Cross derivative: a universal and efficient method for phase transitions in classical spin models

TL;DR

This paper introduces a universal and efficient method using a cross derivative of Gibbs free energy to accurately identify and characterize phase transitions in various classical spin models, including trivial and exotic types.

Contribution

The authors propose a novel cross derivative approach of Gibbs free energy that effectively detects phase transitions across multiple classical spin models, regardless of their complexity.

Findings

Accurately locates critical temperatures in diverse models.

Reveals the nature of phase transitions through the cross derivative.

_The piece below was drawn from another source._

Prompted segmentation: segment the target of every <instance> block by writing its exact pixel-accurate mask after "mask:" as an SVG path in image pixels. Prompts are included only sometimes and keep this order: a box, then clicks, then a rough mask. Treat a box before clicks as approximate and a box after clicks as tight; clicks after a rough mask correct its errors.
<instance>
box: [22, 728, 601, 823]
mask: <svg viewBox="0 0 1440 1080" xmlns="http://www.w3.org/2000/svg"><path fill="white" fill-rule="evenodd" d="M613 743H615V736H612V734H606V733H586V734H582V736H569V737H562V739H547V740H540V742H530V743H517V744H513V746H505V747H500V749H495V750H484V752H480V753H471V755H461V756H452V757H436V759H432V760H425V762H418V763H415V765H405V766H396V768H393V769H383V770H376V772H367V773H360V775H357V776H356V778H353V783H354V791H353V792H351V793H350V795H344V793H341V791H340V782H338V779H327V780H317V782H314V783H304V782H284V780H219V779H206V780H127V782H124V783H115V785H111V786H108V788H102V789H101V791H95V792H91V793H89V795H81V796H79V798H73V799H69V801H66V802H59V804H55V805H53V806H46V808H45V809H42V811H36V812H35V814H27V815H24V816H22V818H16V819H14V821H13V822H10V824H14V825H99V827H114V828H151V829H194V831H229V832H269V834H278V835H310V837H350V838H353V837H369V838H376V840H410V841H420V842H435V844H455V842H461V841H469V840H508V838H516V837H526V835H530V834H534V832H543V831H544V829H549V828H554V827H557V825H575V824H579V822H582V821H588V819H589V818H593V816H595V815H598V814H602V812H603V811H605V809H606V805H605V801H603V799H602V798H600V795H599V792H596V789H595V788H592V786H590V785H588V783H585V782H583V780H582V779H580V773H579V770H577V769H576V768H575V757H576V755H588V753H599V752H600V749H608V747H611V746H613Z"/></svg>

Applicable to models with complex excitations and exotic transitions.

Abstract

With an auxiliary weak external magnetic field, we reexamine the fundamental thermodynamic function, Gibbs free energy F(T, h), to study the phase transitions in the classical spin lattice models. A cross derivative, i.e. the second-order partial derivative of F(T, h) with respect to both temperature and field, is calculated to precisely locate the critical temperature, which also reveals the nature of a transition. The strategy is efficient and universal, as exemplified by the 5-state clock model, 2-dimensional (2D) and 3D Ising models, and the XY model, no matter a transition is trivial or exotic with complex excitations. More importantly, other conjugate pairs could also be integrated into a similar cross derivative if necessary, which would greatly enrich our vision and means to investigate phase transitions both theoretically and experimentally.